# Author: Harry Southworth
# Date: 2011-11-25
## Purpose: Create a predict method for objects of class evmOpt, evmSim
## and evmBoot that
## returns parameters, return levels or (maybe) return periods,
## depending on arguments given.
#
# predict.evmOpt
# predict.evmSim
# predict.evmBoot
# rl
# rl.evm
# rl.evmSim
# rl.evmBoot
# linearPredictors
# linearPredictors.evm
# linearPredictors.evmSim
# linearPredictors.evmBoot
################################################################################
## evm
#' Predict return levels from extreme value models, or obtain the linear
#' predictors.
#'
#' Predict return levels from extreme value models, or obtain the linear
#' predictors.
#'
#' By default, return levels predicted from the unique values of the linear
#' predictors are returned. For the \code{evmBoot} method, estimates of
#' confidence intervals are simply quantiles of the bootstrap sample. The
#' \code{evmBoot} method is just a wrapper for the \code{evmSim} method.
#'
#' @param object An object of class \code{evmOpt}, \code{evmSim} or
#' \code{evmBoot}.
#' @param newdata The new data that you want to make the prediction for.
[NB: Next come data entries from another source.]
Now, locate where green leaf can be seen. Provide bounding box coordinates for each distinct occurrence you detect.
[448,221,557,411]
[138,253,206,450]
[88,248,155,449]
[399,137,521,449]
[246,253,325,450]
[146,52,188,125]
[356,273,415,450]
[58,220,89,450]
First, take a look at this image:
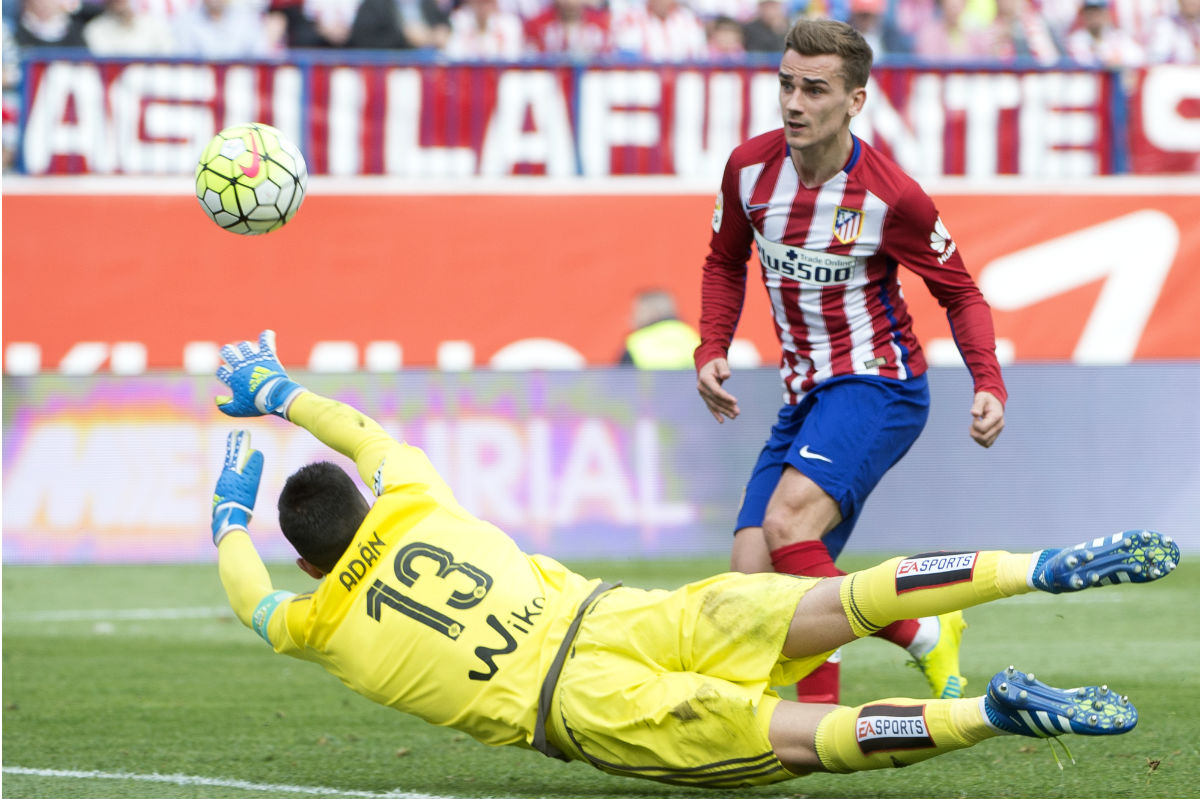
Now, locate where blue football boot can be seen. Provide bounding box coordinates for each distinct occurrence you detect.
[1027,530,1180,594]
[983,666,1138,738]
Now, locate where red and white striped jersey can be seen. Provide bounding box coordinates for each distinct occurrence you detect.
[696,130,1008,404]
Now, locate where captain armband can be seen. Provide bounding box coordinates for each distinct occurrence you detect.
[251,591,295,647]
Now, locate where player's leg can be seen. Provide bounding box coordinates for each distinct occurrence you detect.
[763,378,950,702]
[769,667,1138,774]
[730,402,841,702]
[782,530,1180,657]
[762,465,845,703]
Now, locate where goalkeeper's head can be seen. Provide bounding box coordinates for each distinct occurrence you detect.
[278,462,371,576]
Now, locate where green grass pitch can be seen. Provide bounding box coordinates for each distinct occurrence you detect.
[2,551,1200,799]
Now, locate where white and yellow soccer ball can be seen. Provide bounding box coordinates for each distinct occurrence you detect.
[196,122,308,235]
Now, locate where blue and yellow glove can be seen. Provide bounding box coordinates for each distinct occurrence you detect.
[212,429,263,545]
[216,330,304,419]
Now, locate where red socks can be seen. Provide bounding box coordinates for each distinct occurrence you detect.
[770,540,920,704]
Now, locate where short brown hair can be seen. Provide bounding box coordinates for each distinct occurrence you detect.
[278,461,371,575]
[784,18,875,89]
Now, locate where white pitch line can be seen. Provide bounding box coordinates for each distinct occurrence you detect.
[4,765,499,799]
[4,607,233,623]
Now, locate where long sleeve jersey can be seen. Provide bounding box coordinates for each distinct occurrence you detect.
[218,392,599,746]
[696,128,1008,404]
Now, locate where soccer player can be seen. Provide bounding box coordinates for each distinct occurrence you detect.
[211,331,1180,788]
[695,19,1008,702]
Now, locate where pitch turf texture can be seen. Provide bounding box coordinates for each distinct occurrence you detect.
[2,554,1200,799]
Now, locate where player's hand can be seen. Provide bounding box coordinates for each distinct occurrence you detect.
[696,358,742,423]
[971,391,1004,446]
[216,330,304,419]
[212,429,263,545]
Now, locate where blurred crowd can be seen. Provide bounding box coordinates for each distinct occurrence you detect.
[2,0,1200,170]
[4,0,1200,64]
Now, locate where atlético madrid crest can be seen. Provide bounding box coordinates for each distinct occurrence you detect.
[833,205,863,244]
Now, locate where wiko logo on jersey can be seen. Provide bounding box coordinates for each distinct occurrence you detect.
[833,205,863,244]
[896,552,979,594]
[929,217,959,264]
[854,704,934,755]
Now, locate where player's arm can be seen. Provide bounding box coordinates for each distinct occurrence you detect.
[695,155,754,422]
[887,186,1008,446]
[212,431,294,651]
[217,330,456,505]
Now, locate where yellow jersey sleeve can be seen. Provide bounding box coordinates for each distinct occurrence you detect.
[220,392,599,746]
[288,391,458,507]
[217,530,312,654]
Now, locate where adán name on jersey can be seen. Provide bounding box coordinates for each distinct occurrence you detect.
[854,704,934,755]
[754,230,858,286]
[896,552,979,594]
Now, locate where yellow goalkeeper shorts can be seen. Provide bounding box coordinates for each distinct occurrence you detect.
[547,573,832,787]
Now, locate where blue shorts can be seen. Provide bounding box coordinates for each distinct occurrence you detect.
[734,376,929,559]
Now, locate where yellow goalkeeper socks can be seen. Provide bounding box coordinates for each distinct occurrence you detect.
[841,551,1033,637]
[816,697,1001,774]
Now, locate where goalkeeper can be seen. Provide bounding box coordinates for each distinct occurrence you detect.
[212,331,1180,788]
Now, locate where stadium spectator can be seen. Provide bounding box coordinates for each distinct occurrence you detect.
[268,0,361,48]
[14,0,88,48]
[174,0,274,59]
[696,19,1008,702]
[848,0,912,58]
[707,10,746,54]
[612,0,708,61]
[620,289,700,370]
[211,331,1180,788]
[1067,0,1146,67]
[0,20,20,172]
[443,0,524,61]
[1147,0,1200,64]
[324,0,450,50]
[913,0,988,61]
[983,0,1061,65]
[526,0,610,60]
[744,0,792,54]
[688,0,758,26]
[83,0,175,56]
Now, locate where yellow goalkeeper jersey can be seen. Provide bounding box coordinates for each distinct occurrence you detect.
[218,394,599,745]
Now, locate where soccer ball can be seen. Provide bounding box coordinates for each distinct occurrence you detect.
[196,122,308,236]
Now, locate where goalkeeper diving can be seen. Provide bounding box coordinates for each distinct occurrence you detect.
[211,331,1180,788]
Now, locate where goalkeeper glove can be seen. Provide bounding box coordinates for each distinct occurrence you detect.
[212,429,263,545]
[216,330,304,419]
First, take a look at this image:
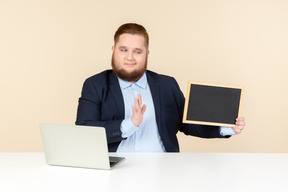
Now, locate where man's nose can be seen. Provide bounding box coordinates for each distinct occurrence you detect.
[127,51,134,60]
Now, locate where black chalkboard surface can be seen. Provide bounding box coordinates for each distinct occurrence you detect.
[183,81,242,127]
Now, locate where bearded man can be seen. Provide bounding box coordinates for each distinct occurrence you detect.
[76,23,245,152]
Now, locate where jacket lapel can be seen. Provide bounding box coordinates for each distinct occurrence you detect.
[146,71,161,129]
[109,72,125,118]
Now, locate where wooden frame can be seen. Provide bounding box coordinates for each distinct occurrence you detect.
[183,81,243,127]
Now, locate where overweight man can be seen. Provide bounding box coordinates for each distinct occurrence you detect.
[76,23,245,152]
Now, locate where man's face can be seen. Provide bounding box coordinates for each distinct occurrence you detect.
[112,33,149,82]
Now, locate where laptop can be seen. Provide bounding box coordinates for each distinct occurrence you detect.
[40,123,125,170]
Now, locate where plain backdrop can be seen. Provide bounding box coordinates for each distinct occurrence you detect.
[0,0,288,153]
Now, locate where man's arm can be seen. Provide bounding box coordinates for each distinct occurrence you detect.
[76,79,124,143]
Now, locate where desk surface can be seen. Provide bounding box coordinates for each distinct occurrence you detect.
[0,153,288,192]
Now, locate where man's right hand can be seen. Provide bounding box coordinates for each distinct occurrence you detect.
[131,94,146,127]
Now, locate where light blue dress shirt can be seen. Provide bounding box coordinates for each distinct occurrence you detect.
[117,73,235,152]
[117,73,165,152]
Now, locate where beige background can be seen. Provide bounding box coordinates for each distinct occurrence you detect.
[0,0,288,153]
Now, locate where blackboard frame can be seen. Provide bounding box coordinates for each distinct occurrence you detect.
[183,81,243,127]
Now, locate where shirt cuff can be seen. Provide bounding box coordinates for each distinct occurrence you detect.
[120,117,139,138]
[220,127,235,136]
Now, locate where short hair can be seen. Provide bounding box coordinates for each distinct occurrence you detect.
[114,23,149,48]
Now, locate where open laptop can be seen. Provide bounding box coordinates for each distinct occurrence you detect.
[40,123,125,169]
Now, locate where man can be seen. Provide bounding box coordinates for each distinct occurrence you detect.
[76,23,245,152]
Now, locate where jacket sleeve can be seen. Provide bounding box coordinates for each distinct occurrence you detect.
[75,79,124,144]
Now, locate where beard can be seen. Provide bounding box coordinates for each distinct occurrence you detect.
[111,54,147,82]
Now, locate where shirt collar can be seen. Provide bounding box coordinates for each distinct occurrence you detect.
[117,72,147,89]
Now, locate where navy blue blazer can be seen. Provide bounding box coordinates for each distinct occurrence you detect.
[76,70,227,152]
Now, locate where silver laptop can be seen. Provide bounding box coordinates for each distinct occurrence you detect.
[40,124,125,169]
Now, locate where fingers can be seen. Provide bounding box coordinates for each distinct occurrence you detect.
[233,117,246,134]
[131,94,146,127]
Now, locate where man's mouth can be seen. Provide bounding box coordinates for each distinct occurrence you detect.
[124,63,136,66]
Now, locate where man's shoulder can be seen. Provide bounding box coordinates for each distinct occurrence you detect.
[146,70,176,82]
[86,70,115,83]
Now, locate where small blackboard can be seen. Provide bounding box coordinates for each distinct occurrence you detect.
[183,81,243,127]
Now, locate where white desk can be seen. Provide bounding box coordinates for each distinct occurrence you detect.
[0,153,288,192]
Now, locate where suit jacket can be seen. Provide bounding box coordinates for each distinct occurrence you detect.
[76,70,228,152]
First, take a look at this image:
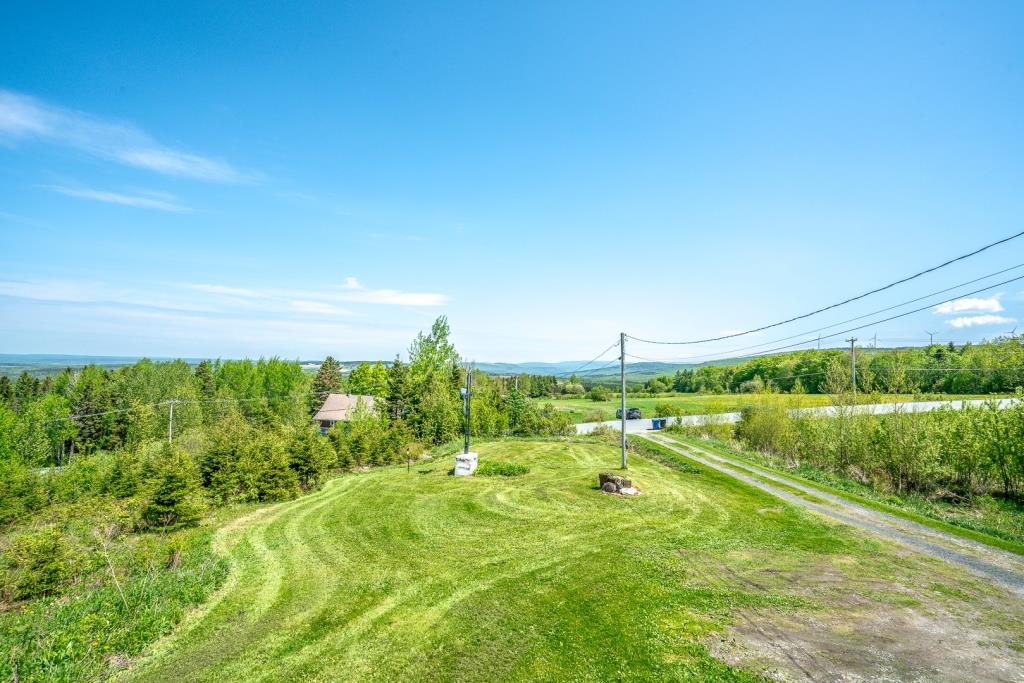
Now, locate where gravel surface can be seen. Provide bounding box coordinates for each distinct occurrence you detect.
[642,432,1024,596]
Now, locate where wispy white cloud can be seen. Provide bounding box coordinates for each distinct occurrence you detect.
[179,284,263,299]
[322,276,449,306]
[292,299,352,315]
[946,315,1017,330]
[180,276,449,313]
[0,279,447,329]
[935,294,1002,315]
[0,90,257,182]
[39,185,191,213]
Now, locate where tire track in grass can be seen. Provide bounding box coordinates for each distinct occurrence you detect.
[643,435,1024,595]
[132,442,884,683]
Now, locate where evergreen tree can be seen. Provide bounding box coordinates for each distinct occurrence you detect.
[196,360,217,398]
[348,360,388,396]
[381,355,413,420]
[0,375,14,405]
[288,427,335,488]
[248,436,299,503]
[141,444,203,530]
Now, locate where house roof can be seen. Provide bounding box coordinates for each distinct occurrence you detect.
[314,393,374,422]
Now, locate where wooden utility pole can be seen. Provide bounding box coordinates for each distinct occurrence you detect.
[167,398,174,443]
[847,337,857,398]
[618,332,629,470]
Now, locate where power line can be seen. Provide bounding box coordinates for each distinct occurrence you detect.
[630,230,1024,345]
[556,341,618,377]
[622,263,1024,361]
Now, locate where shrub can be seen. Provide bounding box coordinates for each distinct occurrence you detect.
[141,444,204,530]
[475,460,529,477]
[5,526,75,600]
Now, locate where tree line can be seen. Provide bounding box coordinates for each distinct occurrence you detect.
[735,390,1024,501]
[637,337,1024,394]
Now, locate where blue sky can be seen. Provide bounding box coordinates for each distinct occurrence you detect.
[0,2,1024,360]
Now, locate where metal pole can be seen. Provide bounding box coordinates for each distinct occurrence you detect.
[618,332,629,470]
[847,337,857,397]
[167,398,174,443]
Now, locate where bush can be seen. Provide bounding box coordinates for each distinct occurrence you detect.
[141,444,204,530]
[475,460,529,477]
[4,526,75,600]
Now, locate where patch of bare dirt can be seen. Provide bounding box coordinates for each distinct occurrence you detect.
[709,569,1024,682]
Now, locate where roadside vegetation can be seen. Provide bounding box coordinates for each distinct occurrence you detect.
[668,382,1024,548]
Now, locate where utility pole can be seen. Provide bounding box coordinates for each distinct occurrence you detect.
[462,365,473,454]
[847,337,857,398]
[618,332,629,470]
[167,398,174,443]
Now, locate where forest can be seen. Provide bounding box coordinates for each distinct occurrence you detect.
[0,317,572,604]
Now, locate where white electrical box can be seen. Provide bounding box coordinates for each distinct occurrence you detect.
[455,453,476,477]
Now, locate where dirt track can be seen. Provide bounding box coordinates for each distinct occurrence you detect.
[641,432,1024,597]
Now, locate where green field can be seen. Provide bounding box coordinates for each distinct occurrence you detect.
[125,440,1024,683]
[531,393,1011,422]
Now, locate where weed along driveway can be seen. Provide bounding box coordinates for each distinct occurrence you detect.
[575,398,1017,434]
[123,440,1024,683]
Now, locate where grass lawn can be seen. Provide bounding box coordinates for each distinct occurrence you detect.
[531,393,1010,423]
[663,431,1024,555]
[124,441,1024,683]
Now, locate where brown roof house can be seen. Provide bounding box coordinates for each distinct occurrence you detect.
[313,393,374,434]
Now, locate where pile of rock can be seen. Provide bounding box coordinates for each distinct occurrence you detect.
[597,472,640,496]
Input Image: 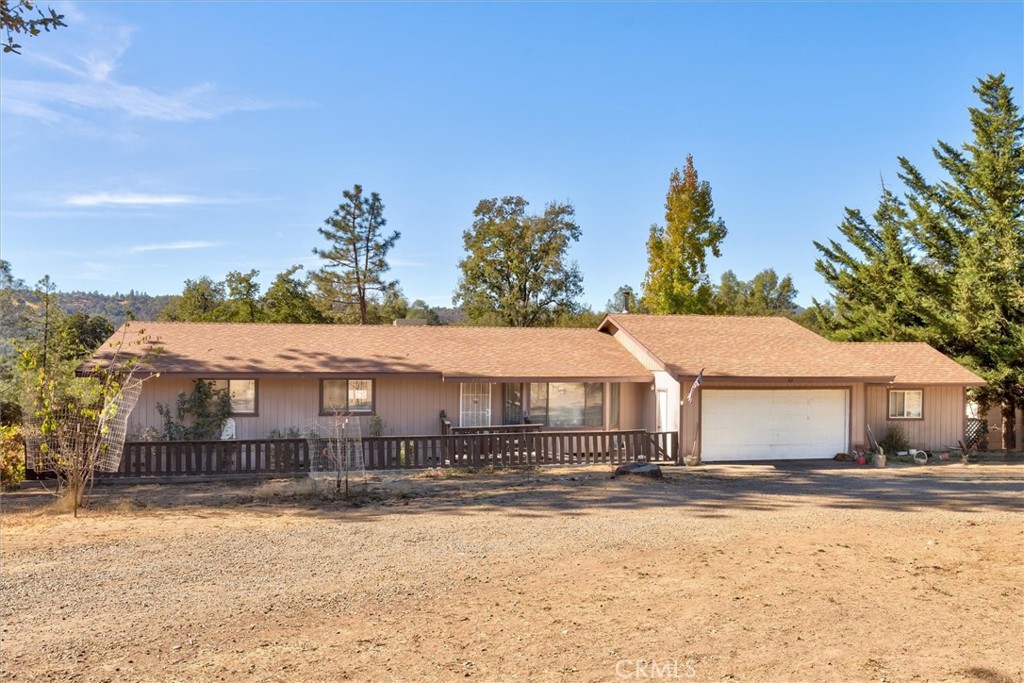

#' Defaults in \code{newdata = NULL} in which case the data used in fitting the
#' model will be used. Column names must match those of the original data
#' matrix used for model fitting.
#' @param type For the predict methods, the type of prediction, either "return
#' level" (or "rl") or "link" (or "lp"). Defaults to \code{type = "return
#' level"}. When a return level is wanted, the user can specify the associated
#' return period via the \code{M} argument. If \code{type = "link"} the linear
#' predictor(s) for \code{phi} and \code{xi} (or whatever other parameters are
#' in your \code{texmexFamily} are returned.
#'
#' For the plot methods for simulation based estimation of underlying
#' distributions i.e. objects derived from "evmSim" and "evmBoot" classes,
#' whether to use the sample median \code{type="median"} or mean
#' \code{type="mean"} estimate of the parameter.
#' @param se.fit Whether or not to return the standard error of the predicted
#' value. Defaults to \code{se.fit = FALSE} and is not implemented for
#' \code{predict.evmSim} or \code{predict.evmBoot}.
#' @param ci.fit Whether or not to return a confidence interval for the
#' predicted value. Defaults to \code{ci.fit = FALSE}. For objects of class
#' \code{evmOpt}, if set to \code{TRUE} then the confidence interval is a
#' simple symmetric confidence interval based on the estimated approximate
#' standard error. For the \code{evmSim} and \code{evmBoot} methods, the
#' confidence interval represents quantiles of the simulated distribution of
#' the parameters.
#' @param M The return period: units are number of observations. Defaults to
#' \code{M = 1000}. If a vector is passed, a list is returned, with items
#' corresponding to the different values of the vector \code{M}.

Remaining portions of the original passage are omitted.